The debt service cost of the net debt portfolio managed by the AOFM for 2004-05 was $2.92billion, or 7.02 per cent of the average book value of the portfolio.

This cost includes net savings of $182 million from domestic interest rate swaps undertaken to shorten the portfolio’s maturity profile. Without these savings, the debt service cost of the net portfolio would have been $3.1 billion, or 7.45 per cent.

These savings may be compared with those that would have been generated if the actual portfolio had aligned with the benchmark portfolio. While the benchmark portfolio involves a very large volume of hypothetical interest rate swaps, the comparison indicates that the net savings obtained from actual interest rate swaps represented the major part of the savings theoretically available from adherence to the benchmark.

Details of the factors that affected debt service cost during the year, and comparisons with the cost of the portfolio without swaps and with the cost of the benchmark portfolio, are provided later in this report.

Foreign currency exposure

Since the elimination of cross-currency swaps was completed in 2003-04, the remaining foreign currency exposure in the portfolio has been in the form of small residual physical loans.
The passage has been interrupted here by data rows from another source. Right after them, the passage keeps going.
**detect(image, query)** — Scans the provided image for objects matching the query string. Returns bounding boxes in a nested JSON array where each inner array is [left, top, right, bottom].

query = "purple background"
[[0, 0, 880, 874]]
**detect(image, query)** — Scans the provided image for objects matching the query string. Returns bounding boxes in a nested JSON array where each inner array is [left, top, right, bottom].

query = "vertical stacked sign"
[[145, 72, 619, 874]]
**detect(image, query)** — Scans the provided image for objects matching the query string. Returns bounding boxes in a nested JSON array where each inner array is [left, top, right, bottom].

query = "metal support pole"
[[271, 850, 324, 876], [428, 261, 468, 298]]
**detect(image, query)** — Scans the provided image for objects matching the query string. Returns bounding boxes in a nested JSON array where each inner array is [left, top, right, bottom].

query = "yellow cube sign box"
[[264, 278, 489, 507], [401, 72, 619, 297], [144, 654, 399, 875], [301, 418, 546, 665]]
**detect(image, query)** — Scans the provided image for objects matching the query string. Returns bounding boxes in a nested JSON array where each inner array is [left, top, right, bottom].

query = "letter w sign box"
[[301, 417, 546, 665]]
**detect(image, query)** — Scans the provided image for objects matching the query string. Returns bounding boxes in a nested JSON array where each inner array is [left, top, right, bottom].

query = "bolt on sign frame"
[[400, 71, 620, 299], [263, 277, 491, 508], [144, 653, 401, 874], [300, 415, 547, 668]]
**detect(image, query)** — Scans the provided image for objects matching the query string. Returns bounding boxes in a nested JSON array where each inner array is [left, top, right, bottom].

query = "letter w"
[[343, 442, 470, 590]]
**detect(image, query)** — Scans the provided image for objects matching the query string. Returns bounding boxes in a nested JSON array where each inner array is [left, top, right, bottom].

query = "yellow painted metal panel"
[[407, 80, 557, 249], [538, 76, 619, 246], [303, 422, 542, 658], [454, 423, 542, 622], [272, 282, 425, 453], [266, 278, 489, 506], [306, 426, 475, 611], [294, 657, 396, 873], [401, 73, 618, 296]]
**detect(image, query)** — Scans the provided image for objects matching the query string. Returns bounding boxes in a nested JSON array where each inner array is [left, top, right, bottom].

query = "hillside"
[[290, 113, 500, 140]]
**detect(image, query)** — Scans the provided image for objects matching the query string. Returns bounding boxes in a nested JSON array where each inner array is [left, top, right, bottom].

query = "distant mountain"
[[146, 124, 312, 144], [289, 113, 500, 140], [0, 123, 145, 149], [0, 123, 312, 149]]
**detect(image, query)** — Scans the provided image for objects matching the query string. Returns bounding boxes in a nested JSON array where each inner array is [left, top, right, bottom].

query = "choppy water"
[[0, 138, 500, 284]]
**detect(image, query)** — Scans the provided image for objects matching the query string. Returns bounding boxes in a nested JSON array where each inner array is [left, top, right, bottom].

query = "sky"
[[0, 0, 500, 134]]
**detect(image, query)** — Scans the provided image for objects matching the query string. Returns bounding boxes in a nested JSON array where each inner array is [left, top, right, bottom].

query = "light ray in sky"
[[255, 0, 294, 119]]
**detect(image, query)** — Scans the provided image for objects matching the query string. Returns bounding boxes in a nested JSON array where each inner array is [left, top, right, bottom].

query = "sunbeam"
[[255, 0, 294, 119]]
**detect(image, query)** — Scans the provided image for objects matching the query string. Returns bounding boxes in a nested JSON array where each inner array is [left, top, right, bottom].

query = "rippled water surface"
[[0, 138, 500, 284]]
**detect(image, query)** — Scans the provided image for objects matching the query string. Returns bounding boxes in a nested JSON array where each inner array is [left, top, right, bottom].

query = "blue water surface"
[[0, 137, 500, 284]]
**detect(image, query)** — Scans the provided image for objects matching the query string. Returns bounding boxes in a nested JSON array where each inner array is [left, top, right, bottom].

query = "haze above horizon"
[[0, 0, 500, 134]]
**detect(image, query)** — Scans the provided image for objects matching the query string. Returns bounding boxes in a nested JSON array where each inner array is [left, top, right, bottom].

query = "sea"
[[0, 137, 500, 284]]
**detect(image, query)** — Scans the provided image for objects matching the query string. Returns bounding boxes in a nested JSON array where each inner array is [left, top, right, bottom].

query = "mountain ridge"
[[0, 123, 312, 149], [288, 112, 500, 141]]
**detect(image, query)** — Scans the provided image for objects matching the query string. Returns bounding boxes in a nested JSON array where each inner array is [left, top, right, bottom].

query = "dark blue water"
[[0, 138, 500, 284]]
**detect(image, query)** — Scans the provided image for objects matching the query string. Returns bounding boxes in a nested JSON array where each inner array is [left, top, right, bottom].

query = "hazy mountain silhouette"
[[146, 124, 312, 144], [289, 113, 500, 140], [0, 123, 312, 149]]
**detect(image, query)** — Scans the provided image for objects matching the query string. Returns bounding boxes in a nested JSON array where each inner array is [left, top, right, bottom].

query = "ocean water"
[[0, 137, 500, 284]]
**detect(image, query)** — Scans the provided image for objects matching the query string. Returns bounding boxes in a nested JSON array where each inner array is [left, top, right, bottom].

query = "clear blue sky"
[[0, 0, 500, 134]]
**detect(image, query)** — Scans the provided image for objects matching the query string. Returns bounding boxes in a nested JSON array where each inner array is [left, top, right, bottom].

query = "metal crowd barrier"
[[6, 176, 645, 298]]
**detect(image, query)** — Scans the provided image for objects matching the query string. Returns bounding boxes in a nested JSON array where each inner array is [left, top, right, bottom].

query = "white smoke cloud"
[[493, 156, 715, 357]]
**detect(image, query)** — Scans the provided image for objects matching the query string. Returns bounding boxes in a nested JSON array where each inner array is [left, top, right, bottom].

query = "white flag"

These are being repurchased when opportunities arise, or allowed to mature.

During the year, three outstanding British pound denominated loans with a total face value of 39.1 million were fully redeemed. This followed agreement at meetings of loan stockholders to resolutions proposed by the AOFM to bring forward the maturity dates of the loans.

The remaining currency debt now comprises two US dollar denominated loans with a face value of US$17.9 million.

Credit management

The use of interest rate swaps exposes the Commonwealth to counterparty credit risk, although no default has been experienced since swap activities were commenced. The AOFM manages this risk by reference to a detailed credit policy which was revised and enhanced during the year. A major initiative was the introduction of collateral arrangements. These arrangements reduce credit risk as counterparties are required to post collateral when the AOFM’s exposure rises above a predefined threshold. By the end of the year collateral agreements had been concluded with 10 current swap counterparties.

The introduction of collateral will allow participation in swaps to be expanded to lower rated counterparties, while reducing exposures to credit risk overall since the exposure to these counterparties will be capped at modest levels as a result of the collateral arrangements.

Operational risk

Further progress was made during the year in strengthening the Office’s management of operational risk, including the development of business continuity and disaster recovery plans.

International Financial Reporting Standards

From 1 July 2005 the AOFM is subject to the new international financial reporting standard that is being applied in Australia by the Australian Accounting Standard 139. A later section in this annual report reviews some implications of the new standard for the AOFM and outlines our proposal to adopt a comprehensive income presentation format in reporting our administered operating results for 2005-06 onwards.

International activities

The AOFM supports sovereign debt management activities in other countries, including through the secondment of officers to the Solomon Islands and Papua New Guinea.

Two staff members are currently working to support debt management in the Finance Department of the Solomon Islands under the Regional Assistance Mission — Solomon Islands. Another is working as Debt and Cash Advisor in the Papua New Guinea Department of Treasury and Finance as part of the Enhanced Cooperation Program.

A senior staff member worked in the Thai public debt management office for two months, providing advice on plans to further develop the Thai bond market. A group of Thai debt management officials also visited the AOFM for five weeks.

Other contacts during the year involved visits to or from China, Denmark, France, Indonesia, Norway, South Africa and South Korea.


In February 2005, Michael Bath was promoted to the vacant position of Director, Financial Risk.

The past year provided many challenges for the office. I thank all of the staff for their hard work and commitment during the year. We look forward to making further progress together over the year ahead.